Distributed Hyperparameter Tuning

These examples demonstrate distributed hyperparameter tuning with Optuna on Apache Spark, accelerated with RAPIDS on GPU. We showcase how to set up and tune XGBoost on GPU, with deployment on Spark Standalone or Databricks clusters.

Overview

Optuna is a lightweight Python library for hyperparameter tuning, integrating state-of-the-art hyperparameter optimization algorithms.

At a high level, we optimize hyperparameters in three steps:

Wrap model training with an objective function that returns a loss metric.
In each trial, suggest hyperparameters based on previous results.
Create a study object, which executes the optimization and stores the trial results.

Local example: tuning XGBoost with Optuna (from Optuna docs):

import xgboost as xgb
import optuna

# 1. Define an objective function to be maximized.
def objective(trial):
    ...

    # 2. Suggest values of the hyperparameters using a trial object.
    param = {
        "objective": "binary:logistic",
        "booster": trial.suggest_categorical("booster", ["gbtree", "gblinear", "dart"]),
        "lambda": trial.suggest_float("lambda", 1e-8, 1.0, log=True),
        "alpha": trial.suggest_float("alpha", 1e-8, 1.0, log=True),
        "subsample": trial.suggest_float("subsample", 0.2, 1.0),
        "colsample_bytree": trial.suggest_float("colsample_bytree", 0.2, 1.0),
    }

    booster = xgb.train(param, dtrain)
    ...
    return accuracy

# 3. Create a study object and optimize the objective function.
study = optuna.create_study(direction='maximize')
study.optimize(objective, n_trials=100)

To run distributed tuning on Spark, we take the following steps:

Each worker receives a copy of the same dataset.
Each worker runs a subset of the trials in parallel.
Workers write trial results and receive new hyperparameters using a shared database.

Examples

We provide 2 notebooks, with differences in the backend/implementation.
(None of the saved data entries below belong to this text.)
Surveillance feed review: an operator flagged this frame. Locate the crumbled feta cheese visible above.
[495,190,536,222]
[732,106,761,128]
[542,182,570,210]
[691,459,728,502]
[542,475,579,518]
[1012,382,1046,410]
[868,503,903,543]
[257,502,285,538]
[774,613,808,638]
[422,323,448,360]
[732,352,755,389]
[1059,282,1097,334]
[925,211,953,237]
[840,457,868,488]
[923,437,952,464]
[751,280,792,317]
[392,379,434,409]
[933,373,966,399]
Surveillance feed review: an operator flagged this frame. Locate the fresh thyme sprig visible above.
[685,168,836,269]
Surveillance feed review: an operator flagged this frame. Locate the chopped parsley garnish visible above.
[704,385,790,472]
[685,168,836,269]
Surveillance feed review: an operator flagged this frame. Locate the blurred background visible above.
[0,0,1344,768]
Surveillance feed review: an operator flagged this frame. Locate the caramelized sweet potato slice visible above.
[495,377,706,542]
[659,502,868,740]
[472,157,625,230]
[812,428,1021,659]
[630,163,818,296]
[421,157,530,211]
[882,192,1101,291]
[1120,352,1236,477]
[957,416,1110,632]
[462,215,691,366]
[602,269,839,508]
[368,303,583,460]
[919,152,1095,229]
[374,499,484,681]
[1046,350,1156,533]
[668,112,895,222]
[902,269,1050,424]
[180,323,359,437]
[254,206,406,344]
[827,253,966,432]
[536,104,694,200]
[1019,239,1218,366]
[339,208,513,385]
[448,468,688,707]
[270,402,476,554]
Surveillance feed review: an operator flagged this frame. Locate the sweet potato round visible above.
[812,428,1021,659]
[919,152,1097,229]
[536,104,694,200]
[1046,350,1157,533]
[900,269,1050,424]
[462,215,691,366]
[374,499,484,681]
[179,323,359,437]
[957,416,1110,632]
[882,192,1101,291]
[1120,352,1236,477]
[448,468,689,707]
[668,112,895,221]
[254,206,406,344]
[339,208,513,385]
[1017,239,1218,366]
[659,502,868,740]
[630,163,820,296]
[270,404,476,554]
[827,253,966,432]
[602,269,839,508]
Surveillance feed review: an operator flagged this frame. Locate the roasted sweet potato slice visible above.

See implementation notes for more details.

optuna-joblibspark.ipynb:
- Uses the Joblib Spark backend to distribute tasks on the Spark cluster.
- Implements Worker-I/O, where each worker reads the full dataset from a specified filepath (e.g., distributed file system).
- Builds on this Databricks example.
optuna-dataframe.ipynb:
- Uses Spark dataframes to distribute tasks on the cluster.
- Implements Spark-I/O, where Spark reads the dataset from a specified filepath, then duplicates and repartitions it so that each worker task is mapped onto a copy of the dataset.
- Dataframe operations are accelerated on GPU with the Spark-RAPIDS Accelerator.
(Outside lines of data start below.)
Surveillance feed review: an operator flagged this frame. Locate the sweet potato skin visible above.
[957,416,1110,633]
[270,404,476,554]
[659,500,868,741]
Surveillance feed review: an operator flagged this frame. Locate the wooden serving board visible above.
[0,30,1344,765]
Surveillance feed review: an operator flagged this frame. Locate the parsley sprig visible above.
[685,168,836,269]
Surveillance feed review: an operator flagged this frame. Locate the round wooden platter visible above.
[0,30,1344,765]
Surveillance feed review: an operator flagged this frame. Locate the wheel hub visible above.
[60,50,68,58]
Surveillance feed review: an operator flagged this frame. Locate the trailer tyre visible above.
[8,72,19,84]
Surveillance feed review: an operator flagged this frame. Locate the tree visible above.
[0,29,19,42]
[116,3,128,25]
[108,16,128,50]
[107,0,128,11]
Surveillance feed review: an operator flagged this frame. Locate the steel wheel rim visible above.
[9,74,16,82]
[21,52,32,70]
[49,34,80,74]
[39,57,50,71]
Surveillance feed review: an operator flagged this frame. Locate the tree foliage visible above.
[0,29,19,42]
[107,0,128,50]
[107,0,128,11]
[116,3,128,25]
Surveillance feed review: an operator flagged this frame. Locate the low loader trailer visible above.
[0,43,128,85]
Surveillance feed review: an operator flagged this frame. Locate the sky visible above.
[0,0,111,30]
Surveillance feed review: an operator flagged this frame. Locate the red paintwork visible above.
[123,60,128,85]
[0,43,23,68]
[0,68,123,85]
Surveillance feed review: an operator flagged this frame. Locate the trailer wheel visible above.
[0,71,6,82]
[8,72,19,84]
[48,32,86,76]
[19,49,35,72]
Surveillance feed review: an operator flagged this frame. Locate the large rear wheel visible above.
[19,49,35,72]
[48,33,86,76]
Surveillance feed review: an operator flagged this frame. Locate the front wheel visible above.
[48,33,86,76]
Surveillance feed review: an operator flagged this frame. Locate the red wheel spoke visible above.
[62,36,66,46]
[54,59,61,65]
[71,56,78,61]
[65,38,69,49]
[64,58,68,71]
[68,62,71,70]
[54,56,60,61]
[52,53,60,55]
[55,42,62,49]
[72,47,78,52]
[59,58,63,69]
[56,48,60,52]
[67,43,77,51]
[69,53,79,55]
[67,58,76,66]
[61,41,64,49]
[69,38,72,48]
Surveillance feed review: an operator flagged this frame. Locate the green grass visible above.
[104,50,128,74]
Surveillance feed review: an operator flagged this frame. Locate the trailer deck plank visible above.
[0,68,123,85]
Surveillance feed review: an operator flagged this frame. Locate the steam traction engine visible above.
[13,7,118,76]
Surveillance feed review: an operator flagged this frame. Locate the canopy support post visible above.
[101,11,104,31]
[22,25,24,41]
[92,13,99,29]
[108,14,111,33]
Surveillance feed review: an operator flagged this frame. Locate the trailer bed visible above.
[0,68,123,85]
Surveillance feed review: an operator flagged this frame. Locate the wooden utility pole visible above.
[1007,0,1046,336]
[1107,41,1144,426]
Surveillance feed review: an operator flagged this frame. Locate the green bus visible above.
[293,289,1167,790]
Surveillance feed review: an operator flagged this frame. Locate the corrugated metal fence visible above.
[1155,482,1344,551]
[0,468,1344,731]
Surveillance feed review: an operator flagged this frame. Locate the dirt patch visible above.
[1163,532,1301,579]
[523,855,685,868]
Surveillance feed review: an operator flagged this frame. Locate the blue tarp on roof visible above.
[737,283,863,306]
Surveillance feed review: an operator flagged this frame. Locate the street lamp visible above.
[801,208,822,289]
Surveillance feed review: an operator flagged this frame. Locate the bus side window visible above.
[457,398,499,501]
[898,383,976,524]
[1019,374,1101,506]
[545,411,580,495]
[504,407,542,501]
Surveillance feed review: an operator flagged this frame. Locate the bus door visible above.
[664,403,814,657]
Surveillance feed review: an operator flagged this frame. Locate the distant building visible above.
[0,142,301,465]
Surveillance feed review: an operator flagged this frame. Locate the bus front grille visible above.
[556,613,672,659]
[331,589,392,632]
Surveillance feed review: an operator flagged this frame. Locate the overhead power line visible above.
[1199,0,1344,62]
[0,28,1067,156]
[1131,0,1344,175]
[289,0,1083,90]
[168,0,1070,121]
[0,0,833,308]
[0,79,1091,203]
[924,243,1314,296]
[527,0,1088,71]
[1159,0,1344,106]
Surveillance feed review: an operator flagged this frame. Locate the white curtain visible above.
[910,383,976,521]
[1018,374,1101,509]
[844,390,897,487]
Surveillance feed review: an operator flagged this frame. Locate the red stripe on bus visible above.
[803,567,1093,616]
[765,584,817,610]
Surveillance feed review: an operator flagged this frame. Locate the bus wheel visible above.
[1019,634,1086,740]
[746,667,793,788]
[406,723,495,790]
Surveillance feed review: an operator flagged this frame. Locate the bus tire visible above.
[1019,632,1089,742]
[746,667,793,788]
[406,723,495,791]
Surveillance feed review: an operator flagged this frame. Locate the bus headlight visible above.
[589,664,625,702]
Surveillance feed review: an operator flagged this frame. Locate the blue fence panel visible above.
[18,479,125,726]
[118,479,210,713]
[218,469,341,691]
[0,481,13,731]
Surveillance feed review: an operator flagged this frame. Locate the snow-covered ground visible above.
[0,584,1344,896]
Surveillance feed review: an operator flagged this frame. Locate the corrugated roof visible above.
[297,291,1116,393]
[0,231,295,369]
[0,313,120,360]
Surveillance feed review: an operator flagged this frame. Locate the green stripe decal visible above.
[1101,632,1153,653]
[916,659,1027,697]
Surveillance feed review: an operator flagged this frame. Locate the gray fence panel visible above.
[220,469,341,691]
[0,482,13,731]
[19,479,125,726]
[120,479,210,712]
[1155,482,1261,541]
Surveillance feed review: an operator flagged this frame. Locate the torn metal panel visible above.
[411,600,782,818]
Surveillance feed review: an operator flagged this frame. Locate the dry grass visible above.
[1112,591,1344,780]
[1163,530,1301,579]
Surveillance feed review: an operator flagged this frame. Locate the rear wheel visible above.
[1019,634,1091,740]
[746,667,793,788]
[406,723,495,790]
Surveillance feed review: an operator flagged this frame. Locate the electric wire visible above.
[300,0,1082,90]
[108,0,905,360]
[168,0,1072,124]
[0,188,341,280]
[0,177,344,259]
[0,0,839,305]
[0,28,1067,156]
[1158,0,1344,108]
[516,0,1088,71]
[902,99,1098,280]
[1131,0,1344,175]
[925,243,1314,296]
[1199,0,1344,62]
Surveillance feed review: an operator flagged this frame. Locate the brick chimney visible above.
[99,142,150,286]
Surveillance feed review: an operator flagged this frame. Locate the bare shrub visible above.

Running Optuna on Spark Standalone

1. Setup Database for Optuna

Optuna offers an RDBStorage option which allows for the persistence of experiments across different machines and processes, thereby enabling Optuna tasks to be distributed.
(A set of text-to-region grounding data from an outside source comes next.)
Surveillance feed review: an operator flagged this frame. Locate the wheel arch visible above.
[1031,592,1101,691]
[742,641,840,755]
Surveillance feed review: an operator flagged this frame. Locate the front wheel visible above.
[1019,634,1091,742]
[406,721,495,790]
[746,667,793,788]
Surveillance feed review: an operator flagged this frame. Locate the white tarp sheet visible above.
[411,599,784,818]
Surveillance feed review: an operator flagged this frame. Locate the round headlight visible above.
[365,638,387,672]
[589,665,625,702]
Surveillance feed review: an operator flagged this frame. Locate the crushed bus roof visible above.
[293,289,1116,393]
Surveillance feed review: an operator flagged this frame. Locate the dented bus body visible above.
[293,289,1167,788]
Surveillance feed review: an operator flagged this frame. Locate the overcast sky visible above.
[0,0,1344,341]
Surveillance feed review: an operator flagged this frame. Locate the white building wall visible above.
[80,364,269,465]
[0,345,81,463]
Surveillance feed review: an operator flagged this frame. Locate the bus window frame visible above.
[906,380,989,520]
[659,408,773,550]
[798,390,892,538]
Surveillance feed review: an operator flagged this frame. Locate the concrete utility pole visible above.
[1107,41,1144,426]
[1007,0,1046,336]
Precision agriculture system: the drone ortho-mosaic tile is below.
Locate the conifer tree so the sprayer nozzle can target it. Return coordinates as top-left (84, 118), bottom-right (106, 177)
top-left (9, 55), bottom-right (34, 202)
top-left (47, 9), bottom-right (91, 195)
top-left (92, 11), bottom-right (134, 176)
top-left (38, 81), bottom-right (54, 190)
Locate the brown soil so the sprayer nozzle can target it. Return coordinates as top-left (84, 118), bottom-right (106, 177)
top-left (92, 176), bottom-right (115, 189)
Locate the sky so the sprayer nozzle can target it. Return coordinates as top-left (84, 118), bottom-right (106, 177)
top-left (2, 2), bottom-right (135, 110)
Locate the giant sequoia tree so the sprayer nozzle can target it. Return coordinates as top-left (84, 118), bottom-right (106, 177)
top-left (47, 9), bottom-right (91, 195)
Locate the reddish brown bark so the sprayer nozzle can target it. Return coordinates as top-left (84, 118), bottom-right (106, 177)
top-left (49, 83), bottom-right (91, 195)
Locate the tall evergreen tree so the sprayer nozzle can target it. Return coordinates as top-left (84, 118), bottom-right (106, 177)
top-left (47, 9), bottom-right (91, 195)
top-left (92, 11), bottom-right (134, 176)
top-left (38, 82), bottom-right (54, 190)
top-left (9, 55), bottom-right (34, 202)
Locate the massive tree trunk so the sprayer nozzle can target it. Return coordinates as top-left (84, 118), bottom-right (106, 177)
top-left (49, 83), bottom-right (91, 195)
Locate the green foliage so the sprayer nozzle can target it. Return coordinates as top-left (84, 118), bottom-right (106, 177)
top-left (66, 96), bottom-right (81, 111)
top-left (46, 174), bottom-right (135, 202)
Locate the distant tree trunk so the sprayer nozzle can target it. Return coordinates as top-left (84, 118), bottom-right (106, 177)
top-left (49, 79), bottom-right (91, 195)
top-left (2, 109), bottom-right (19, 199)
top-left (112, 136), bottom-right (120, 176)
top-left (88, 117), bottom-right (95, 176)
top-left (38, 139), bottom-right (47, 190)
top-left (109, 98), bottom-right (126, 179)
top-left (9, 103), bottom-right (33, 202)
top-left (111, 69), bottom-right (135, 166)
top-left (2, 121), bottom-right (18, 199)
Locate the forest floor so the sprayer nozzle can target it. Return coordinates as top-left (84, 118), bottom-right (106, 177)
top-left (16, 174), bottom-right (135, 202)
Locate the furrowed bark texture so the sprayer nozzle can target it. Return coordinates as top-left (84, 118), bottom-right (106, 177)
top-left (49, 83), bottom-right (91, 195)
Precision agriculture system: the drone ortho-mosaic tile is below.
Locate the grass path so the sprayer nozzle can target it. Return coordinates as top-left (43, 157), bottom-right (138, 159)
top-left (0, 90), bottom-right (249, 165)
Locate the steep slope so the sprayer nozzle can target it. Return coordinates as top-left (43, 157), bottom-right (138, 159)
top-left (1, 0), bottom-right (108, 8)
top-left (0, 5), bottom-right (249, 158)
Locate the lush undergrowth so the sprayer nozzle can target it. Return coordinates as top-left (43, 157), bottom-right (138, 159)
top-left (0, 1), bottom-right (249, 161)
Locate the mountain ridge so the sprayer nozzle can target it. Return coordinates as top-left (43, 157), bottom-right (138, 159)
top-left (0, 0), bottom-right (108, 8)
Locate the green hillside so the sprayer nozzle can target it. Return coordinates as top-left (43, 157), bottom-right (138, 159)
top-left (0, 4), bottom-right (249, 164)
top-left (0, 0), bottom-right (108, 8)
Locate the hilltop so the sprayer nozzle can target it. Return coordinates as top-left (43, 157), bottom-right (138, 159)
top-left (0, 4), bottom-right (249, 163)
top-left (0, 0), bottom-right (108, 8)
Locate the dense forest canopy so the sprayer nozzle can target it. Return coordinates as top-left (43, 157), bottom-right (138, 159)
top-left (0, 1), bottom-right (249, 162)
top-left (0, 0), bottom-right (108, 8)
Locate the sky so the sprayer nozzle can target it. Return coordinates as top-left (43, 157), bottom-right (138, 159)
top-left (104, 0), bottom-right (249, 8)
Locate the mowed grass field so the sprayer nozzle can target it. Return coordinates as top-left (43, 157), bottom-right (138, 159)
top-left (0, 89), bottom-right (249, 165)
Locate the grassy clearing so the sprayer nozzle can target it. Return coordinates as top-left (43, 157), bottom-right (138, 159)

This section will walk you through setting up MySQL as the backend for RDBStorage in Optuna.

We highly recommend installing MySQL on the driver node. This setup eliminates concerns regarding MySQL connectivity between worker nodes and the driver, simplifying the management of database connections.
(For Databricks, the installation is handled by the init script).

Install MySql:

sudo apt install mysql-server

Configure MySQL bind address:

in /etc/mysql/mysql.conf.d/mysqld.cnf

bind-address    = YOUR_DRIVER_HOST_IP
mysqlx-bind-address = YOUR_DRIVER_HOST_IP

Restart MySQL:

sudo systemctl restart mysql.service

Setup user:

sudo mysql

mysql> CREATE USER 'optuna_user'@'%' IDENTIFIED BY 'optuna_password';
Query OK, 0 rows affected (0.01 sec)

mysql> GRANT ALL PRIVILEGES ON *.* TO 'optuna_user'@'%' WITH GRANT OPTION;
Query OK, 0 rows affected (0.01 sec)

mysql> FLUSH PRIVILEGES;
Query OK, 0 rows affected (0.01 sec)

mysql> EXIT;
Bye

Create a database for Optuna:

mysql -u optuna_user -p -e "CREATE DATABASE IF NOT EXISTS optuna"

Troubleshooting:

If you encounter
"ERROR 2002 (HY000): Can't connect to local MySQL server through socket '/tmp/mysql.sock' (2)",
try the command:
ln -s /var/run/mysqld/mysqld.sock /tmp/mysql.sock

2. Setup Optuna Python Environment

Install the MySQL client and create a conda environment with the required libraries.
We use RAPIDS for GPU-accelerated ETL. See the docs for version selection.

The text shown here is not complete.